This is because, as discussed above, international law is created by states. As a result, the content of international law may be affected by politics and state self-interest. In some instances, the inability for states to create rules that may appear to be “common sense” from an ethical or moral perspective may be traced to the assessment by states that it is not in their interest for international law to develop in a certain manner. Is there, for example, a compelling moral case for Canada to be one of only two states in the world to allow civil claims against states that sponsor terrorism? Absolutely. Does allowing these claims to proceed violate customary international law? Most likely—and chances are they will continue to do so because states have strong reasons to not allow these claims.
The role that state self-interest may play in the development of international law is unavoidable because, at its heart, international law requires state consent. This, in turn, necessarily requires an underlying willingness of states to limit their freedom of action. Where the limit of this willingness is reached, we often reach limits of international law.

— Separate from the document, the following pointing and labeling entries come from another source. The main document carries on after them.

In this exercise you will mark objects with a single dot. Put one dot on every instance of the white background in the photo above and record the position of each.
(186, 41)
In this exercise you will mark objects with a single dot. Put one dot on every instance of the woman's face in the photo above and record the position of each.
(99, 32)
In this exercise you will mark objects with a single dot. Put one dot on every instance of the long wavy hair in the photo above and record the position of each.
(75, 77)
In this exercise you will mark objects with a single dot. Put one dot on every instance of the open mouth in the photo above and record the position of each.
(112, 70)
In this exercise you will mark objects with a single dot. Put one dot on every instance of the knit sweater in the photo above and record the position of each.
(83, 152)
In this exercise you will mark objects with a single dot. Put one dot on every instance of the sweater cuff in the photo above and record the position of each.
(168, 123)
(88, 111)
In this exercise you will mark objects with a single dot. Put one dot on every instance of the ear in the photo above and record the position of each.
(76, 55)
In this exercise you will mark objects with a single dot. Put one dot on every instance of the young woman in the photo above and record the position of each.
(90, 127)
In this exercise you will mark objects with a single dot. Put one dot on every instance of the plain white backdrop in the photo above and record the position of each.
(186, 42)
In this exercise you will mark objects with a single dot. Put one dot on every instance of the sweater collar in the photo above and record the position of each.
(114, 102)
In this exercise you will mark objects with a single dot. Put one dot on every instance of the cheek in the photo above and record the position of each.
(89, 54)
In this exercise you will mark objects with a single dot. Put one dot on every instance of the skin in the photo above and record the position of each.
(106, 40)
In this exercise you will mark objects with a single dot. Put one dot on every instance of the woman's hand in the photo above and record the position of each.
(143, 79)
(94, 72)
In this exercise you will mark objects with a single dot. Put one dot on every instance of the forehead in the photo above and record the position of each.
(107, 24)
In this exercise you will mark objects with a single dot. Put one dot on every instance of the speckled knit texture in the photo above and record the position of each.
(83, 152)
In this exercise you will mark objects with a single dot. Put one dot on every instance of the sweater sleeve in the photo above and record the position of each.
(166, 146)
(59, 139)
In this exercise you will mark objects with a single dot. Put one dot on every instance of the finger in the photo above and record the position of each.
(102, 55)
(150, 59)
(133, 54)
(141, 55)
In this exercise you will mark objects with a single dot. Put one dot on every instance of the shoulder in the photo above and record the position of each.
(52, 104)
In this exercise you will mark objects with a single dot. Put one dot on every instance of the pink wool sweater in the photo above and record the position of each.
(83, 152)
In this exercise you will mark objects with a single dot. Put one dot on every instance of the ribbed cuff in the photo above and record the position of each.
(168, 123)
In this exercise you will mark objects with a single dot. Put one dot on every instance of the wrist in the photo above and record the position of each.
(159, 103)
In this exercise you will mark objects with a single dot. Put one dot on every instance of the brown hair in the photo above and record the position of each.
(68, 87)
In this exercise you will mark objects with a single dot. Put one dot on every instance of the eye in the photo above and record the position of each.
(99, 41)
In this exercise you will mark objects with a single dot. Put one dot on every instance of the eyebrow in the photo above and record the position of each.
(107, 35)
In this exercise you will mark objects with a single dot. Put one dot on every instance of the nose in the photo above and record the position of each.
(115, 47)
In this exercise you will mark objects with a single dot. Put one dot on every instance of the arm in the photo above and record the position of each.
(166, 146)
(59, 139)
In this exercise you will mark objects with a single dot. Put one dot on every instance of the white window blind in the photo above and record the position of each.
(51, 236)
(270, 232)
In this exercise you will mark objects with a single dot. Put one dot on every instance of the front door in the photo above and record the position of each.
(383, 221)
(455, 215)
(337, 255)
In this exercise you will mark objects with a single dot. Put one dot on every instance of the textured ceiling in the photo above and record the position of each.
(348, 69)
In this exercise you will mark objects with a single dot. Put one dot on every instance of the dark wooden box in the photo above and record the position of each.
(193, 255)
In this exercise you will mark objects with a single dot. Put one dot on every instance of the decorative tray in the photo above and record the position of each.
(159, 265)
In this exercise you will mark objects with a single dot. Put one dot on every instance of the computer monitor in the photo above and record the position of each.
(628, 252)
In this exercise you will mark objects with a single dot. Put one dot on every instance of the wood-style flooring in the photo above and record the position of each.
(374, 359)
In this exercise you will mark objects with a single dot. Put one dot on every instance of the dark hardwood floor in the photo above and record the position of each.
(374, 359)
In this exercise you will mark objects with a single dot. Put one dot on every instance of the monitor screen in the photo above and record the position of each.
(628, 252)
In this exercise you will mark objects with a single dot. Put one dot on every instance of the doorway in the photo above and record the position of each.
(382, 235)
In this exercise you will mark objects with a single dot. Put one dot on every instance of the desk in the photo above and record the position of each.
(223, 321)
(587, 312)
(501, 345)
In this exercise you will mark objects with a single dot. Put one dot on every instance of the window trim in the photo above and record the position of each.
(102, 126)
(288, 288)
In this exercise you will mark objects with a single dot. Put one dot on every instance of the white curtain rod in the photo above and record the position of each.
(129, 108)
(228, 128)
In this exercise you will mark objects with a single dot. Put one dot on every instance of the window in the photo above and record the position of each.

That is not to say, of course, that the international community of states has been unable to create international law or international institutions that transcend state self-interest. Consider, for example, the fact that international human rights law exists and that states have created, among other enforcement mechanisms, several international courts to hear human rights claims by individuals against states, including the European Court of Human Rights and the Inter-American Court of Human Rights. And, although they are not necessarily direct authors of international law, it is also important to keep in mind the role that civil society and non-governmental organizations can play in the development of international law. The International Committee of the Red Cross is a prime example of this, as it has played and continues to play an important role in the development of the law of armed conflict (aka “international humanitarian law”). (If you ever want to learn more about the law of armed conflict, check if the Canadian Red Cross is hosting a conference near you or virtually. Public education about the law of armed conflict is part of its work).
There is no shortage of commentary on how international law ought to be, and while I enjoy thinking about how international law could be more effective and fair, I think it is important to remain mindful of the law as it is—and, critically, why the law is as it is. Keeping in mind the general necessity of state consent to create international law—and the motivation that state self-interest may play—can help with understanding the current limitations of international law. Hopefully, once we understand why limits exist, we may be able to start suggesting effective reforms.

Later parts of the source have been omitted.